En este aspecto, Mier es un ejemplo que no tiene desperdicio. Es un priista y empresario poblano que se adhirió a MORENA sin más proyecto que escalar cargos de poder público, que observó que ya jamás obtendría por el PRI, en un estado como Puebla que había mutado, primero al PAN y luego a MORENA, con el desastre de Miguel Barbosa.
Con el colapso de los partidos tradicionales, el oportunista Mier supo que no había más camino que MORENA, y ahí lo cobijaron (lo purificaron, según la narrativa lopezobradorista), como a muchos otros de igual pelaje.
Un priista, pues, ya es el pastor de la bancada morenista al sustituir a otro expriista como Adán Augusto López Hernández.
Como priista aprobó en su momento el FOBAPROA, que tanto combatió López Obrador, sin que eso se observe hoy en su hoja de servicio para escalar a la jefatura senatorial. A partir de 2006, como algunos reptiles, empezó a cambiar de piel, y en 2017 ingresó formalmente a MORENA con un cargo ya preparado como delegado en el estado de Durango.
Está marcado por su calidad de plurinominal que tanta comezón le provoca a la presidenta Sheinbaum. Y a partir de ahí, en 2020, se le nombró coordinador del grupo parlamentario de MORENA en la Cámara de Diputados.
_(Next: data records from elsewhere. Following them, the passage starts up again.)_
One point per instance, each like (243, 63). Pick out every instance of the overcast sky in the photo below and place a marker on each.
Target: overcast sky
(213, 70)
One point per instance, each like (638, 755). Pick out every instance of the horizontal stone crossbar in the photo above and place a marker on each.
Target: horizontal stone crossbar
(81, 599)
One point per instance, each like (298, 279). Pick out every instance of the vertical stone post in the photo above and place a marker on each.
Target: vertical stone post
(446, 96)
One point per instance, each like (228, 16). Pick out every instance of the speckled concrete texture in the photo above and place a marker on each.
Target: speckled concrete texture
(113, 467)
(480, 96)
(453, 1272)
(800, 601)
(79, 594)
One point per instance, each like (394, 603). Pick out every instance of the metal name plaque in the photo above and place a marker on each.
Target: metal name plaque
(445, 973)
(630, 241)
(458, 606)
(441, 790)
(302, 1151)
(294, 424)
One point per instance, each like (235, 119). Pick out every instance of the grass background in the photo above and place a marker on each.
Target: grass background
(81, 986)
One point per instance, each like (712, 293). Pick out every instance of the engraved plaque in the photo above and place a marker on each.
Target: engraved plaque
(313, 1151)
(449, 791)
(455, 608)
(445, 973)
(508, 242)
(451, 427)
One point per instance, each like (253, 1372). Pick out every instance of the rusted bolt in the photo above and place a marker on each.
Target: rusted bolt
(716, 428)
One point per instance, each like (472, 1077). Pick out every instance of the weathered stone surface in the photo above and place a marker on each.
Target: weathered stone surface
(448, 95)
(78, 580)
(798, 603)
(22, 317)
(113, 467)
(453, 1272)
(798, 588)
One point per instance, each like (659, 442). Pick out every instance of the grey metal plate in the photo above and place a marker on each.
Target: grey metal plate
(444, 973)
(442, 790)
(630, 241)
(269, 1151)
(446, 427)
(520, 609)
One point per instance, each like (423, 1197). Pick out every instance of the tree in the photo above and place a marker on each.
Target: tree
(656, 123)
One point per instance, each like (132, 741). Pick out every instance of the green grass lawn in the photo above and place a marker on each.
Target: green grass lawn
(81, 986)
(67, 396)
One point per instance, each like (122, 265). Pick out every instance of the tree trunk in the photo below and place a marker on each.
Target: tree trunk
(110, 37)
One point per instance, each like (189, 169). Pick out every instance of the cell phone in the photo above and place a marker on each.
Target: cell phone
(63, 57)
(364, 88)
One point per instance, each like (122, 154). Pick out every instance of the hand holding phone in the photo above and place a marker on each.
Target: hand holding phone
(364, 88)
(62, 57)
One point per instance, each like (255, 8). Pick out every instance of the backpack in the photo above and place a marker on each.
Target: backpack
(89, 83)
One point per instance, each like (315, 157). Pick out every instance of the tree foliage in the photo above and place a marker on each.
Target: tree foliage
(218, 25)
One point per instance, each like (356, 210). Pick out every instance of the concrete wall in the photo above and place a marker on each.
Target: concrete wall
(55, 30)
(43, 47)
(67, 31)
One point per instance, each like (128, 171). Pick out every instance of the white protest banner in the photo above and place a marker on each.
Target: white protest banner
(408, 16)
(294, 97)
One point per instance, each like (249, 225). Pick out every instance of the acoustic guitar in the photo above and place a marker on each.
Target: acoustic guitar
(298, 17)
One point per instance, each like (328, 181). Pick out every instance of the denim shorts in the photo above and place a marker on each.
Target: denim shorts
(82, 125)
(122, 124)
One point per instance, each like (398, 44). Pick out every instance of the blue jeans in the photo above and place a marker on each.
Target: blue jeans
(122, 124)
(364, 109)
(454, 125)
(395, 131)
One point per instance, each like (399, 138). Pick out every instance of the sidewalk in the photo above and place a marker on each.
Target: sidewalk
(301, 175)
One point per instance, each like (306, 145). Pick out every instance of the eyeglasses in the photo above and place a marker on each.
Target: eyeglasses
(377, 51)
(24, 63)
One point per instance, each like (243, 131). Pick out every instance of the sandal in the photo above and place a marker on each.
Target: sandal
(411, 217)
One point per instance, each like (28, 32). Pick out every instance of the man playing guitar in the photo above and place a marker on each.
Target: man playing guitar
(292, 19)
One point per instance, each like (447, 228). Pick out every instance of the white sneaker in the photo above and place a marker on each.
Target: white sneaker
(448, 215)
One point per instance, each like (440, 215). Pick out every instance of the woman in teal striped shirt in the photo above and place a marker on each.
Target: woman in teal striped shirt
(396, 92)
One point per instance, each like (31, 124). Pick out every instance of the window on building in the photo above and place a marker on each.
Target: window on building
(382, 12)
Ya con esas tablas aspiró a la candidatura para gobernar Puebla y fue derrotado desde las internas por Alejandro Armenta Mier, quien hoy ocupa al Poder Ejecutivo poblano. No le satisfizo el resultado electoral y se insubordinó porque, además, fue colocado en el tercer lugar de la encuestas para ese cargo, lo que exhibió el nivel de aceptación que tiene en su propia tierra. Además, lo hizo cuestionando a una mujer que había quedado en segundo lugar después de Armenta. Se mantuvo en su calidad de senador, y ahora es el nuevo pastor de la cámara alta.
La conclusión, sin ápice de duda, es que para prosperar políticamente en MORENA no es mérito haber sido de izquierda, pero sí cualidad primordial el haber sido un destacado prianista. ¡Qué miserias!